Russian handball player

Yekaterina Sergeyevna Andryushina (Екатерина Серге́евна Андрюшина, born 17 August 1985) is a former Russian team handball player, who played on the Russian women's national handball team. She won two gold medals with the Russian winning team at the 2007 and 2009 World Women's Handball Championship and again as assistant coach of The Netherlands Women's team in 2019.

==Career==
Andryushina started her career at KSK Luch Moscow. In 2006 she joined Zvezda Zvenigorod. Here she won the 2007 Russian championship and EHF European League and the 2008 EHF Champions League.

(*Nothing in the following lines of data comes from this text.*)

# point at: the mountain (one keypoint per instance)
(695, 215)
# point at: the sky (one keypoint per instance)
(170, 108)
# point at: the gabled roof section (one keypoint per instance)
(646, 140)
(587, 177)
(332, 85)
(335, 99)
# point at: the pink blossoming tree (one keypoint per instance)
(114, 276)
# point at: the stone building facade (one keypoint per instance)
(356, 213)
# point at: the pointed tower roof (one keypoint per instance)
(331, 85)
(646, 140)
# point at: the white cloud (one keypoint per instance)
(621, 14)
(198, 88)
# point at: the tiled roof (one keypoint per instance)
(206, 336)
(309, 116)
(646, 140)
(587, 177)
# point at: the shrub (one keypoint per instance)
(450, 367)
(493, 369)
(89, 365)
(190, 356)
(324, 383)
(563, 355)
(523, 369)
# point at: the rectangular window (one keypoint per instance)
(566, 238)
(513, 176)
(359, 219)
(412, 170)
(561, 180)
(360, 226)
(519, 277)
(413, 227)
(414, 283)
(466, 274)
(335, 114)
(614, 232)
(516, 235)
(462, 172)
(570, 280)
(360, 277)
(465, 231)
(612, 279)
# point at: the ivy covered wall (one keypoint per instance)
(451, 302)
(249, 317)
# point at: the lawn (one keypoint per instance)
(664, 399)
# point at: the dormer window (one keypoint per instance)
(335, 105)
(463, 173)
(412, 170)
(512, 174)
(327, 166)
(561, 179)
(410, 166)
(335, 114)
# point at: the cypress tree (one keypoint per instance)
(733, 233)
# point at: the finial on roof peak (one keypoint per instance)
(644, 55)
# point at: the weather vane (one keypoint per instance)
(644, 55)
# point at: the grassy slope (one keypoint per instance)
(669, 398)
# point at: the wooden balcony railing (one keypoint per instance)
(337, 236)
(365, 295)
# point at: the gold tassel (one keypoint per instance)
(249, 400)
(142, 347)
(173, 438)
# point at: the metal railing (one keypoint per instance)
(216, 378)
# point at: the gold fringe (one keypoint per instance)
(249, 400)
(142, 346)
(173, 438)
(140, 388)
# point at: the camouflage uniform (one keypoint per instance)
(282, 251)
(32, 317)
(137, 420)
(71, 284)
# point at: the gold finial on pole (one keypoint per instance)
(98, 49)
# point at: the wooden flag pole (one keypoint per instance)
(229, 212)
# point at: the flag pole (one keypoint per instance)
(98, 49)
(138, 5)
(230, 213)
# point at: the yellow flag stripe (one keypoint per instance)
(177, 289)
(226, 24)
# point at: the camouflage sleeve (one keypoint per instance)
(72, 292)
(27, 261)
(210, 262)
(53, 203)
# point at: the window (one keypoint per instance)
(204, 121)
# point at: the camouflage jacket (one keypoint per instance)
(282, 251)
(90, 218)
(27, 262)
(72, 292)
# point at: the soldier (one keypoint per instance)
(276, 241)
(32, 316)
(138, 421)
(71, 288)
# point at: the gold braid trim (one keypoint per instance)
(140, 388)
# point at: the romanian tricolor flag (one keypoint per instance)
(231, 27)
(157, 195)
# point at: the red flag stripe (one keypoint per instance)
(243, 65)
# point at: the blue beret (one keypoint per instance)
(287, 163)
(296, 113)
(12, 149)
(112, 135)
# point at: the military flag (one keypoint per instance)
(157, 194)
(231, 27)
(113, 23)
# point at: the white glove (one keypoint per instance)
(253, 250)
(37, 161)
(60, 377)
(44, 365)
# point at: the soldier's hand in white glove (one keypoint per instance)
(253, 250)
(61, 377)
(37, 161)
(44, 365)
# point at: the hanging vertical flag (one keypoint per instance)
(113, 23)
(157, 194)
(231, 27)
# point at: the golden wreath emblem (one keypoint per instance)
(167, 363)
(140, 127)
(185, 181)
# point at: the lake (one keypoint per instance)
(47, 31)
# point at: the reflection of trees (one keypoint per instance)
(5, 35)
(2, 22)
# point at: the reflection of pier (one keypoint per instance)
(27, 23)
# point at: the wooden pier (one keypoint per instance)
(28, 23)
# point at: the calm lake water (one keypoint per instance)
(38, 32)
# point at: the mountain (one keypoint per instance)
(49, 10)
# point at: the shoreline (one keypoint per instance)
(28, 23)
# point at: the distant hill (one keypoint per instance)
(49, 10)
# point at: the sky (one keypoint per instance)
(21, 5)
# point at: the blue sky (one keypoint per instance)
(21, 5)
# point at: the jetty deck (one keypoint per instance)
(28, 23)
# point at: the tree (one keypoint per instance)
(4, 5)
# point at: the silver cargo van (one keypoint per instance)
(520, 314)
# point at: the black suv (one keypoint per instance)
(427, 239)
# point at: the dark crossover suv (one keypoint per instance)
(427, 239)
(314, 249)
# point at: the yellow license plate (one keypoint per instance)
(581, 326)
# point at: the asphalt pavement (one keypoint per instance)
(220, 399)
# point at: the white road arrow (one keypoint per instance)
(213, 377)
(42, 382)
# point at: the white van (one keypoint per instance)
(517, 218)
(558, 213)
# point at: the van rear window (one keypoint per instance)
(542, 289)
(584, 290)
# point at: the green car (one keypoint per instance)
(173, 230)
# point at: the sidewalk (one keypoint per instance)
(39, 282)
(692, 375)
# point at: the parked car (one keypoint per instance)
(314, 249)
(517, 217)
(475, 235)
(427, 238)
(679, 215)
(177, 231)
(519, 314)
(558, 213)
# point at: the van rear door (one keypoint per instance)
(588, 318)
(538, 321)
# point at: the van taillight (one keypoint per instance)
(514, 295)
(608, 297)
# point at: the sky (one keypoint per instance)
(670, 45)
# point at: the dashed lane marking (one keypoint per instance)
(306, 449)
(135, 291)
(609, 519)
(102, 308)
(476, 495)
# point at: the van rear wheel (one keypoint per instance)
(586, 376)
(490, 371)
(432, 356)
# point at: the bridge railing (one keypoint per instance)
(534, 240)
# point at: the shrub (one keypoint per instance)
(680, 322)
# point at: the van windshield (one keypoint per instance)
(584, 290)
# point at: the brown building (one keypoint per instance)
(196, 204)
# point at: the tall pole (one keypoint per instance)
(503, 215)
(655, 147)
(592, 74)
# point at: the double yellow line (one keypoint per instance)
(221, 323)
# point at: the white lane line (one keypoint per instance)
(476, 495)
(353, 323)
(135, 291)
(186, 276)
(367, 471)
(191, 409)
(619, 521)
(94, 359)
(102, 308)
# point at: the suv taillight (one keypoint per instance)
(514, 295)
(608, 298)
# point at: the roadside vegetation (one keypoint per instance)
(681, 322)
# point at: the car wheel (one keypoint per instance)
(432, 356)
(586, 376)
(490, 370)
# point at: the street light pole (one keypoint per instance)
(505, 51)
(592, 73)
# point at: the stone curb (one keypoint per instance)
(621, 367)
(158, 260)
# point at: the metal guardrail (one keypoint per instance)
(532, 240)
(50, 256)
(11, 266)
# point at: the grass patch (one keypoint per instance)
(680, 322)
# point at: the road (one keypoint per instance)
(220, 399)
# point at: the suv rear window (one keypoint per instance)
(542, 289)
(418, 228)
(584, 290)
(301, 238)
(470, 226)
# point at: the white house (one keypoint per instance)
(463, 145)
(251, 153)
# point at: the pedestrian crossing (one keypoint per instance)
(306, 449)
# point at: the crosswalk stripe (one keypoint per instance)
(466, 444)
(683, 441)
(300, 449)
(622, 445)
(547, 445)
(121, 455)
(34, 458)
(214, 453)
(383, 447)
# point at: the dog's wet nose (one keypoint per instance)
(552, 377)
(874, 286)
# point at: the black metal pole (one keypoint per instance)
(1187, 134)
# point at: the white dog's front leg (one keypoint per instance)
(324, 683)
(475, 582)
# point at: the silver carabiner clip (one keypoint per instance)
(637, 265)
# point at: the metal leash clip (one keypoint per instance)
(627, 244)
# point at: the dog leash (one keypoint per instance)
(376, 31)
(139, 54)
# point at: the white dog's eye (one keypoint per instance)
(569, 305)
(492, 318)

In 2011 she joined French top team Metz Handball. Here she won the 2013 and 2014 French championship, 2013 and 2015 French cup and the 2013 and 2015 French League cup. In 2015 she retired from handball.

==Coaching career==
From 2014 after her retirement she became the assistant coach at Metz Handball. From February 2019 to 2021 she was the assistant coach on the Dutch women's national team. In this position she won the 2019 World Championship, which was the first time The Netherlands had won this title.